Once upon a time, communicating took a great deal of work. Paper was made by hand, writing was done with a handmade pen and handmade ink, and every word was handwritten. Printing presses allowed for multiple copies, but early type was hand carved, hand-set and the pages of text were pulled by hand.  Nowadays in our so-called paperless society, children learn to print then go straight to “keyboarding.” Cursive writing is becoming a lost art—will we have to have special classes in creating a signature? Or will those unique scribbles of identity disappear as well?

In the Faulconer Gallery exhibition Kind Favor / Kind Letter (January 28 – March 20, 2011), three artists draw on the craft of papermaking, printing and handwriting to create an installation to remind us that human communication requires a human presence. Walking into the space feels like walking into a giant personal journal. Garlands of pressed leaves, of small notes, and of envelopes drape the walls. Lines of text, much of it from the lost language of short hand, embellish surfaces, as unreadable and beautiful as Arabic calligraphy. The title of the exhibition comes from two neighboring phrases from the Gregg Shorthand Phrase Book of 1902.

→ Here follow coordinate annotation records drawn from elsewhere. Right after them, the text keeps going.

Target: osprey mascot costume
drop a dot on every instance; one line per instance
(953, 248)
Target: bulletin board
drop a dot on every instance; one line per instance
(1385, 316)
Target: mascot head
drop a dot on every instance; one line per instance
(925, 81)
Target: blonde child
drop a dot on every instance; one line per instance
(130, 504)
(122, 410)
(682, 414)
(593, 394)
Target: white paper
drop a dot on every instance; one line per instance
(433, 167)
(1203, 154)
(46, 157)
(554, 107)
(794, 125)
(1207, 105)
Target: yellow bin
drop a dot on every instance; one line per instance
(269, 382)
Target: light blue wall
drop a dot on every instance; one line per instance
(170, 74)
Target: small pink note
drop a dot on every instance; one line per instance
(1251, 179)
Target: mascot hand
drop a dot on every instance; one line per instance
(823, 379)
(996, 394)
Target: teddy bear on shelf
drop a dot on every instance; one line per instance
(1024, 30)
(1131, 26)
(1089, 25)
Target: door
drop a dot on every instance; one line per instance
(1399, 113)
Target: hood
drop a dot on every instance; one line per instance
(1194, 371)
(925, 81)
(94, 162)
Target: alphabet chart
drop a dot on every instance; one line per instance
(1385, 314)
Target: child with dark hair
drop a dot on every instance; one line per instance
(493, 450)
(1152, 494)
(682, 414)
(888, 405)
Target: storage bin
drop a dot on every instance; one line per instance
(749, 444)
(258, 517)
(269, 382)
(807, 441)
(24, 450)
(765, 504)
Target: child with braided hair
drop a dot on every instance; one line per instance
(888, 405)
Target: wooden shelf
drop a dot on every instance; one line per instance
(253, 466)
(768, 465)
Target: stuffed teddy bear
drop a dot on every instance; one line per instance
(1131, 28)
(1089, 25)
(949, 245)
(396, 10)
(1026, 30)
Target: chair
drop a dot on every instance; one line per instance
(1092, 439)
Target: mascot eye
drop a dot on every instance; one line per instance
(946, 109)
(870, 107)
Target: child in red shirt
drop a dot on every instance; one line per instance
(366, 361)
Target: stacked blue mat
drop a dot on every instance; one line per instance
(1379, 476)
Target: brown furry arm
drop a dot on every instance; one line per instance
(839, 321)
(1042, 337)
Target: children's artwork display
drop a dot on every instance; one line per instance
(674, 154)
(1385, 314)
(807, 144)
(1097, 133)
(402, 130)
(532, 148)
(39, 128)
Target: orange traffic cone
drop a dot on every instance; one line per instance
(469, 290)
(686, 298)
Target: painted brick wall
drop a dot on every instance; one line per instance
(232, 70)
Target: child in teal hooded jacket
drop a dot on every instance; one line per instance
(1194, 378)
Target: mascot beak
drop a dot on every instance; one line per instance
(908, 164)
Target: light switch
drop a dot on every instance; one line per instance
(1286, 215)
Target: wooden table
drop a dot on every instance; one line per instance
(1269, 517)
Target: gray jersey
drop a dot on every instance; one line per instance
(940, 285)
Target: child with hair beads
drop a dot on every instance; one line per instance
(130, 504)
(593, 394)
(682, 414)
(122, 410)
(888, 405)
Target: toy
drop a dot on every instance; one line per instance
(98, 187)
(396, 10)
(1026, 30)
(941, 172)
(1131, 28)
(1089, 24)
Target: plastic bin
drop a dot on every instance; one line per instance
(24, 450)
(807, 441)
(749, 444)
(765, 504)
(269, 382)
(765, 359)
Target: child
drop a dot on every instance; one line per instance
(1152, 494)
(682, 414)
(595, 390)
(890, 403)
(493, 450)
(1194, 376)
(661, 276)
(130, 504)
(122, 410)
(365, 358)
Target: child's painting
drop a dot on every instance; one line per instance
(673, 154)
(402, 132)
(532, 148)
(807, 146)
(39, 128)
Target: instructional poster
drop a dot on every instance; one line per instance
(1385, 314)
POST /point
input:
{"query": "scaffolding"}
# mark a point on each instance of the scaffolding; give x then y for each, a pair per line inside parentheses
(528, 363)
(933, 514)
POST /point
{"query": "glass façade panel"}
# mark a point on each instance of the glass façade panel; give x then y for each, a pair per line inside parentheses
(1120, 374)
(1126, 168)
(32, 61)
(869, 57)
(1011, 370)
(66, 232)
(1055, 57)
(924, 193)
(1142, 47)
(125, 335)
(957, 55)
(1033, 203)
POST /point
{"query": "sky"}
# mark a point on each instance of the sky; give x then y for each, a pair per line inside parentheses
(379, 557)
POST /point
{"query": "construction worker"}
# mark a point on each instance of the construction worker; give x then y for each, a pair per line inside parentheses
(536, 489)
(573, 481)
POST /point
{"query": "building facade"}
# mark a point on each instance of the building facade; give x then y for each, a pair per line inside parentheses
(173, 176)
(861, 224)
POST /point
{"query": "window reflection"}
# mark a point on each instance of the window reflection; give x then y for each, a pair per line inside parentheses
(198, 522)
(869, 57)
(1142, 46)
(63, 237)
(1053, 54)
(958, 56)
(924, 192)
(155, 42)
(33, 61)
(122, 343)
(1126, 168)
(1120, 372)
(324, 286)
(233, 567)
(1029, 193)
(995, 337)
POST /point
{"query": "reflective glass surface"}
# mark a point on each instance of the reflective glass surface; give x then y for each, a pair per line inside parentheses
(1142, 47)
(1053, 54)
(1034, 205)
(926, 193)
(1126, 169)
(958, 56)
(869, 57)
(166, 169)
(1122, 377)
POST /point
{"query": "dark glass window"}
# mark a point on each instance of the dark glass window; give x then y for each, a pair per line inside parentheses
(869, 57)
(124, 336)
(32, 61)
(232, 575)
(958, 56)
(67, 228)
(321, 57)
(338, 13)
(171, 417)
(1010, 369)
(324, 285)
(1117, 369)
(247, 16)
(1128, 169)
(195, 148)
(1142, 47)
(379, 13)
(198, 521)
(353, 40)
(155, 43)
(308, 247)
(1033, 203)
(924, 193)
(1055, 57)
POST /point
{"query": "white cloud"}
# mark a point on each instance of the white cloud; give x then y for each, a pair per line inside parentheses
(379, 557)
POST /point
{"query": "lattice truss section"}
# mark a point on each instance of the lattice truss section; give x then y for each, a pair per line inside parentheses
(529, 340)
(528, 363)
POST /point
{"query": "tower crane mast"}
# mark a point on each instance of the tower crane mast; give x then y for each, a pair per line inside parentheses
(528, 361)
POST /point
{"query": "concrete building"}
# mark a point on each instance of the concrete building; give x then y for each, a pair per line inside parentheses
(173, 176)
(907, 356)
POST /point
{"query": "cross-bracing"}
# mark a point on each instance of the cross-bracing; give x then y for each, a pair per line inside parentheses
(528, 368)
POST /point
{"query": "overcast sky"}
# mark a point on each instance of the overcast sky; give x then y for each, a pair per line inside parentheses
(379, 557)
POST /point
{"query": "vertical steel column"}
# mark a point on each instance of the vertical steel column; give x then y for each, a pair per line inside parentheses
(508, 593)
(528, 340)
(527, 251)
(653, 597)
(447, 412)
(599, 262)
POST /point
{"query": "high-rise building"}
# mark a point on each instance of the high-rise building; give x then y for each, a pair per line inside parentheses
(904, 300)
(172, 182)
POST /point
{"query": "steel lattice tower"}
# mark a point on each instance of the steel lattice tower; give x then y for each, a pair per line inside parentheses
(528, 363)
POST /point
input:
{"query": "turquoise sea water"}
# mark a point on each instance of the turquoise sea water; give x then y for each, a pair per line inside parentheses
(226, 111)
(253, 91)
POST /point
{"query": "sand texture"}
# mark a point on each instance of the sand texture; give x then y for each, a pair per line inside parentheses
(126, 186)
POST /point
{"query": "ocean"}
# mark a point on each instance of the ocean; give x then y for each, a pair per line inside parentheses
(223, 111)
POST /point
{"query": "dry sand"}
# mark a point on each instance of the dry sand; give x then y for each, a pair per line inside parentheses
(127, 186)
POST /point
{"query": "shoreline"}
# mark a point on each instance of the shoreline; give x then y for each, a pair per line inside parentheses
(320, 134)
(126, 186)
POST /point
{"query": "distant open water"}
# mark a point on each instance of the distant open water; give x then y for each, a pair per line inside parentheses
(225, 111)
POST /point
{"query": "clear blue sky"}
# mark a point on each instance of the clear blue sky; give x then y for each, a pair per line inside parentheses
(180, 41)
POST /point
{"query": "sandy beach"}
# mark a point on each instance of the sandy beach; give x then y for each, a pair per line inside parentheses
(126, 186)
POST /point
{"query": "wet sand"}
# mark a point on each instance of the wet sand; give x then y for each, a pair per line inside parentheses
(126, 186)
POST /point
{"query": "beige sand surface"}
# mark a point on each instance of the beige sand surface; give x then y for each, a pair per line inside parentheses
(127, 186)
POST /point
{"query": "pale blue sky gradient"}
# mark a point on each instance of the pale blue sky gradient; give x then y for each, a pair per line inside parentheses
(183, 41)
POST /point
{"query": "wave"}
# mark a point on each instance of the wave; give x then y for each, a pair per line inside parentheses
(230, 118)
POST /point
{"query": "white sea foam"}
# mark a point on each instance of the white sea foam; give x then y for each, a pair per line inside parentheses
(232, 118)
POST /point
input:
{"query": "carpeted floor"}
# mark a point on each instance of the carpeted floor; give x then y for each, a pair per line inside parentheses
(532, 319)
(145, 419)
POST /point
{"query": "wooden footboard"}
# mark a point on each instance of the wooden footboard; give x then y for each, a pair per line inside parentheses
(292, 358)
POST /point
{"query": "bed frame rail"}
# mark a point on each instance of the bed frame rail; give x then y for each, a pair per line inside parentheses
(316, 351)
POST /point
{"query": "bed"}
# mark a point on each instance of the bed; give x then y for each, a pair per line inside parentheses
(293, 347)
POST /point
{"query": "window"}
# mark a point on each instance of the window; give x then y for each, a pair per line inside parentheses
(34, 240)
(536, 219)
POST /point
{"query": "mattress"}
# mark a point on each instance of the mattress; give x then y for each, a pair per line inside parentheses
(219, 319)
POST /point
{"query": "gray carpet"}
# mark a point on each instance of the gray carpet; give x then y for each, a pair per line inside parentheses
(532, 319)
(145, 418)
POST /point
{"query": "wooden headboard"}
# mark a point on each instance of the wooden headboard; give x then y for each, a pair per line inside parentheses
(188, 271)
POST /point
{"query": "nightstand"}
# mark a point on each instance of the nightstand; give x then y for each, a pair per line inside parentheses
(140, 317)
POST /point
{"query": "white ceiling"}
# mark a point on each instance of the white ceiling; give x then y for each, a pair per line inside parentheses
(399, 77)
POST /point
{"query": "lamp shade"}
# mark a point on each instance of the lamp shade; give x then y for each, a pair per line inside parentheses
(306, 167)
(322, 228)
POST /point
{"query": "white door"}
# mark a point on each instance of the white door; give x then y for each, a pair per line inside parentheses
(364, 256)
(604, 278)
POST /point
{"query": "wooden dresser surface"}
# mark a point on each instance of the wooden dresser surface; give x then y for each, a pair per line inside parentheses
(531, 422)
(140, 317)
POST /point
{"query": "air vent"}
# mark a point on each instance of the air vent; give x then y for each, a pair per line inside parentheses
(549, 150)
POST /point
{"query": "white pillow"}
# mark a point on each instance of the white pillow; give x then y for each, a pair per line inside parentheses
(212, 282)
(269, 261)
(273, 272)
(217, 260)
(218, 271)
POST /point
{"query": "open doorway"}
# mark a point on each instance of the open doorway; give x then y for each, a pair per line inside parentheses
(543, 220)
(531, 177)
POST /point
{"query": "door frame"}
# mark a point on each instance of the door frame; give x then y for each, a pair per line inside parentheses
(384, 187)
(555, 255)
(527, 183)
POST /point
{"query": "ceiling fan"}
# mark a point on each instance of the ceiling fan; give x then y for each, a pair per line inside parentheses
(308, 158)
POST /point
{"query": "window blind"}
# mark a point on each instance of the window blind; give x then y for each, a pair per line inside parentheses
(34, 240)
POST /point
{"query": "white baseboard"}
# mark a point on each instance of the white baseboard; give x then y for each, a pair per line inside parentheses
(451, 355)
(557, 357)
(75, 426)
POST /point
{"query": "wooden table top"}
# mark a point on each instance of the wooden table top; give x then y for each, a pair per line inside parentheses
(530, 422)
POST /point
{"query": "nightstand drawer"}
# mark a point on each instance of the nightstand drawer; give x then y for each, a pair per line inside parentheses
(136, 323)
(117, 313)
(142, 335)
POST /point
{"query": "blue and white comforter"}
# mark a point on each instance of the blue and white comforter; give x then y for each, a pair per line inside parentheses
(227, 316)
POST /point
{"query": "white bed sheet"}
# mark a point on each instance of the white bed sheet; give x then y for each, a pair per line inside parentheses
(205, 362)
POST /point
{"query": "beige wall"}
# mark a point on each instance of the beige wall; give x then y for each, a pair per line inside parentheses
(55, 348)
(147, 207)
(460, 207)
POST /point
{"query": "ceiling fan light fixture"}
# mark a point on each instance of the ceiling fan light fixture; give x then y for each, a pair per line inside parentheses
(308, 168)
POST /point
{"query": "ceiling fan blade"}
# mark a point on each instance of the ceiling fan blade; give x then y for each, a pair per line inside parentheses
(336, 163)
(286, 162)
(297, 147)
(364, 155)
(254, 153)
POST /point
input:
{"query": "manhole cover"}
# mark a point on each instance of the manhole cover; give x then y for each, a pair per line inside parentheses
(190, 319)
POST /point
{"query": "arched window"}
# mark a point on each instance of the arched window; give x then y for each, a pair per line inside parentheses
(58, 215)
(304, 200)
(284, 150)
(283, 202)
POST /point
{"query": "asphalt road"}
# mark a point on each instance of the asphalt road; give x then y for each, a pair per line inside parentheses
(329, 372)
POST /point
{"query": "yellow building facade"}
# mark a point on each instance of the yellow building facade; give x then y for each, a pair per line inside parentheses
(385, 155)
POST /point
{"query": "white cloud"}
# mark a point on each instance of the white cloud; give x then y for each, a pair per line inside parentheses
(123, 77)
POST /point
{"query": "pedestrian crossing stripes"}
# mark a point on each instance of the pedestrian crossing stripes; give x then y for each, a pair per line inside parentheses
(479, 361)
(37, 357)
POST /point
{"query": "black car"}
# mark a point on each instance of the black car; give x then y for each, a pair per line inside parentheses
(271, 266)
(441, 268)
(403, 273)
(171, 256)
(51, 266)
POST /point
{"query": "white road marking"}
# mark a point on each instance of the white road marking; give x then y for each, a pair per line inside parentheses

With its paper cutouts, its texts, and its sumptuous surfaces, Kind Favor / Kind Letter links our world of Blackberry text messages, Kindle readers, and online greeting cards to a much longer and older tradition where words were objects in themselves and the quality of the paper that carried them mattered to the sender and the receiver. We are now awash in words but we rarely stop to look at them. With this exhibition, the artists (Kate Carr, Tatiana Ginsberg and Lee Emma Running) request a kind favor of the viewer to stop and consider the kind letters that we all share.  As Kate Carr writes, “This exhibition is about connection—connections between paper and other materials and our connection to each other’s creative processes over time. The elements of this show (shorthand, handmade paper, letters, and garlands) are explorations of connections, both the literal and implied.”

We leave the exhibition calmed by the need to slow down and look carefully, but with a sense of impoverishment. For all the swirl of words, and indeed of paper, that surrounds us today, little of it is made with care and feeling. I wonder what we have lost in our thought process when the words can tumble out of a keyboard at lightning speed? If we don’t have to choose our words with care because of the effort to write them by hand, or to think about the limited space available on a special piece of paper selected from a limited supply, do we end up saying less?

Without a paper trail, how will future generations ever follow where we tried to go?